Devo ter pedalado uns 5km até ver sinal das pessoas e isso já me deixou meio puto. Tava começando a pensar seriamente em continuar minha jornada sozinho (ia ser bem mais divertido). Quando finalmente alcancei algum grupo (que aguardava alguém com o pneu furado) marcamos de nos reunirmos no posto, mas quando cheguei lá o infeliz estava fechado então paramos numa “venda” para reabastecer. Pedi logo uma cerveja e lá se foi mais 2,5 dos meus 7 reais. O bom foi que como o pessoal de Periperi não chegou, eu bebi no gargalo, sozinho e aquilo me meu tanto fôlego que voltaria pra casa numa jornada só. Alguns ciclistas também eram adeptos da cerveja, mas como eu não conhecia e nem fui apresentado a ninguém, me limitei a fazer um brinde discreto. A garota que atendia nessa “venda” era uma gracinha então eu puxei conversa sobre a trilha que seguia ao lado do estabelecimento. Ela disse que ia dar num rio com cachoeira e tudo e que seriam uns 40 minutos ou menos de bike. Falei com alguns ciclistas e eles até acharam uma boa, mas quando consultaram a chefe ela foi categórica: “Não vou porque eu não conheço. A gente vai seguir o que tava previsto!” e isso deu o assunto por encerrado, mas eu ainda volto lá.

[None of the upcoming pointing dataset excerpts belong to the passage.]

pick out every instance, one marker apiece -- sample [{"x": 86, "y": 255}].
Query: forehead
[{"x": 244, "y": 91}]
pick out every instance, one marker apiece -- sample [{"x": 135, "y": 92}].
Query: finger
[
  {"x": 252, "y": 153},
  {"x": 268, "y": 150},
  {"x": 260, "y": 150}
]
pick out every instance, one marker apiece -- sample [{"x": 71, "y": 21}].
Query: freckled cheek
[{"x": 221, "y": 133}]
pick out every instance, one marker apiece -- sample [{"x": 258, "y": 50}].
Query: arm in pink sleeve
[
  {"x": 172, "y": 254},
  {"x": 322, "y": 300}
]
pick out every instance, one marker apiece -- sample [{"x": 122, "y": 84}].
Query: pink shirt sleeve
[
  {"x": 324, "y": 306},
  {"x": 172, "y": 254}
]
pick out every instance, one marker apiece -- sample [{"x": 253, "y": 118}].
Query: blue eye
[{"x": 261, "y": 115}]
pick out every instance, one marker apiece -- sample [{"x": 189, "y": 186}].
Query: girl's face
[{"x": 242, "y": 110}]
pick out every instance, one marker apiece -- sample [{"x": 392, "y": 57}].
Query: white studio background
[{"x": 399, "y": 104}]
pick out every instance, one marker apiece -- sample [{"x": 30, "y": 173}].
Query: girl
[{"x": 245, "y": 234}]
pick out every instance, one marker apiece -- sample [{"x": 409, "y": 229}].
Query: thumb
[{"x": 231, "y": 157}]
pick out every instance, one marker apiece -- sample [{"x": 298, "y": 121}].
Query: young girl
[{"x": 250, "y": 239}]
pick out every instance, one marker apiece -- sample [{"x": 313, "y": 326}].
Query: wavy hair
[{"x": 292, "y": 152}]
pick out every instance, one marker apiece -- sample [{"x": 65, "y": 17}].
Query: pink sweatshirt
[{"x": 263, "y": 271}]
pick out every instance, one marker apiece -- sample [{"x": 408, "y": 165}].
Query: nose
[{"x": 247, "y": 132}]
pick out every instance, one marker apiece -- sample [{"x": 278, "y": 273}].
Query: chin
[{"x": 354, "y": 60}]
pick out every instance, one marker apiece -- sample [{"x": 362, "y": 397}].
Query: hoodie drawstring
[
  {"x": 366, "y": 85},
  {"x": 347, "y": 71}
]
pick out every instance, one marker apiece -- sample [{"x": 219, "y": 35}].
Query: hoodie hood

Depois muita admiração, de várias fotos, descanso etc voltamos em direção à Barra do Gil e Mar Grande para nossa jornada final. Gastei mais 50 centavos com tangerinas e agora minha grana era apenas para emergências. Em Barra do Gil eu saí pedalando pela areia dura da maré baixa, de saque nas gracinhas que desfilavam pela praia, numa sensação total de liberdade e desapego. Passamos pelas ruínas de mais alguma coisa do Império, acho que um engenho, ou sei lá o que e, depois de esperar o conserto de mais uma bike quebrada, chegamos finalmente em Mar Grande para o almoço e a volta pra casa.